Tired of Huy Fong sriracha
It can't be just me, can it? Maybe it's from a solid decade and a half of it being my go-to easy source of garlicky heat -- but I think I might be at my breaking point finally.
I realized it today while having lunch at my favorite Vietnamese place, which of course keeps the good old green cap out with the hoisin and nam pla in the little vinegar shaker.
I think I need to find another way to add some burn. Huy Fong has become too recognizable. I can taste it in a heartbeat in the many ways restaurants incorporate it into other foods these days.
Not knocking it at all. In fact, I'd say it's the best hot sauce I've ever had, as evidenced by my longtime loyalty.
But I think we need to take a little break. It's not you, Huy Fong; it's me. I will always respect you and never say a bad word about you. And who knows? We may end up together again some day. I just need some time to myself.
I'm not so into the squeeze bottle of sauce. I like the chunky chile-garlic paste in the jar with a screw cap, or, if that's not available, the sambal oelek, which appears to be the same thing but with less garlic. So versatile, those Huy Fong people.
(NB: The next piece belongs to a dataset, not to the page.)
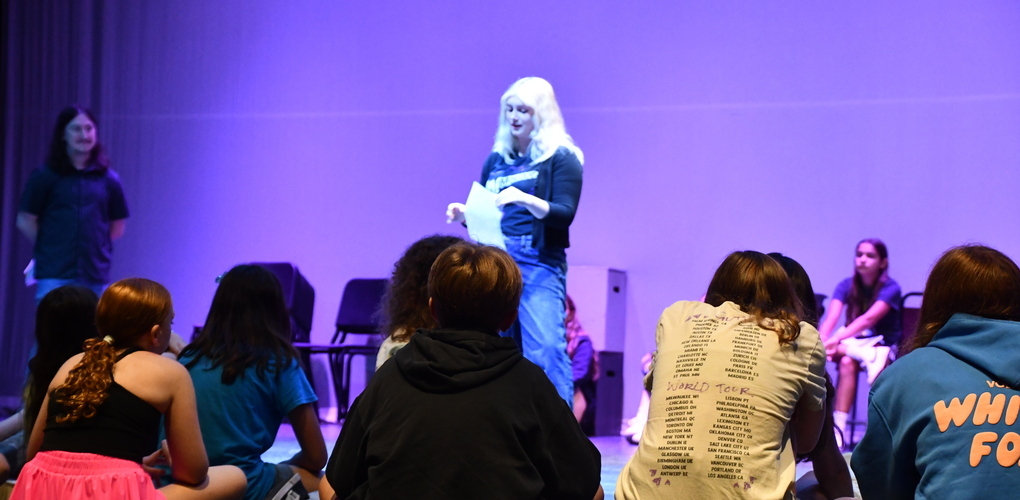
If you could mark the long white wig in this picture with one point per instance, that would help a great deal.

Some places have pickled small green chiles which also provide heat and tang, or the thin slices of fresh peppers for heat with no vinegar.
While in Portugal, I had a delicious spicy oil that was on the table of many of the little sandwich shops in town. Some folks call is piri piri. Its basicly spanish olive oil w/ chopped or whole little chili peppers. Some places included salt and a little cider vinegar too. Good stuff and something different. Here is a link to an interesting read about piri-piri peppers, and their uses in Portuguese cuisine:
Lol...I used to be a hot sauce freak, but I've cut back significantly in recent years. One thing I learned way back when I was a hot sauce aficianado was that there's a sauce for every dish - some flavors just don't work. Sriracha, especially, I find has a very overwhelming (delicious) and distinctive flavor in addition to the heat...so I keep it to a few specific uses where I want to taste it.
I actually think the most neutral heat comes from cayenne pepper. You could also try cooking with different chiles instead of adding a hot sauce. The little Thai bird peppers seem to add the most heat without an overwhelming flavor.
You sound very sensible, and I think I agree. I got sort of hooked on sriracha at the moment partly because of it's novelty. But I agree that cayenne is neutral is probably more appropriate in many situations. I've been trying to add cayenne to lots of things for health benefits, plus flavor, plus using less sodium. But sriracha is still fun for lots of things.